To illustrate, I offer a personal anecdote: I once went to buy butter at a small shop under our house. As we chatted, the woman behind the counter told me, almost casually, that she had broken two ribs while skiing, but she was working anyway. She had two jobs and a grandson to support. The conversation was ordinary, almost absurd in its matter-of-factness. But that, too, was part of the landscape: pain normalized, work continuing, bodies carrying more than they should have to. Northern Bohemia, therefore, is not simply a post-coal landscape. It is a place where extraction has left behind exhausted land, exhausted infrastructures, and exhausted social worlds. The consequences are no longer easily visible in smokestacks or open pits. They appear instead as what Marx might call a metabolic rift: a place from which much has been extracted, but to which little has been returned. The question of transition, then, is not only how to replace one source of energy with another.

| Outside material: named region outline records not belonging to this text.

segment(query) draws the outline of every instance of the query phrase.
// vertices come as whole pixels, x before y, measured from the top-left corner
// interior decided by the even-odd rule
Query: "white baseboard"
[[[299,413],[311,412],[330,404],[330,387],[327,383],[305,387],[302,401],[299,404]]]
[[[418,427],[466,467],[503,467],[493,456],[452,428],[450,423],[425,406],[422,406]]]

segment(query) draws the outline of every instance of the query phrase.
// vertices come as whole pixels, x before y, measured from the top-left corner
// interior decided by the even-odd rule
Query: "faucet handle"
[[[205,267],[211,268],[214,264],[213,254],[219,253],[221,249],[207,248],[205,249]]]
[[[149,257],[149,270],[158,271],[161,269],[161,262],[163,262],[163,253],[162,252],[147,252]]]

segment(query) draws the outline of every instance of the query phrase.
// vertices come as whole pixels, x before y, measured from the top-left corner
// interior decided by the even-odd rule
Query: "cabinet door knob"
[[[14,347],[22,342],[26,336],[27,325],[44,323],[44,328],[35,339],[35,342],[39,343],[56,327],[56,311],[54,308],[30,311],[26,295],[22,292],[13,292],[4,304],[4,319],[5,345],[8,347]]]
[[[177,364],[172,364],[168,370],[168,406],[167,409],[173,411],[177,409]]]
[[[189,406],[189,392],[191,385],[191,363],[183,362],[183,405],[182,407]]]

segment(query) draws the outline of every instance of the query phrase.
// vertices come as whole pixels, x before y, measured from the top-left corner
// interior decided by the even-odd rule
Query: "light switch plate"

Regional inequalities do not endure because too little money trickles out to the periphery, but because peripheries are systematically organized as places from which value is extracted. Where promises of renewal are repeatedly deferred, depletion turns into anger, and anger hardens into distrust. In this sense, the political problem is not external to the ecological one: when transition arrives without repair, representation, or tangible improvement in everyday life, it is easily experienced as yet another broken promise and becomes likely to feed the rejection of pro-climate measures and the turn to populist parties.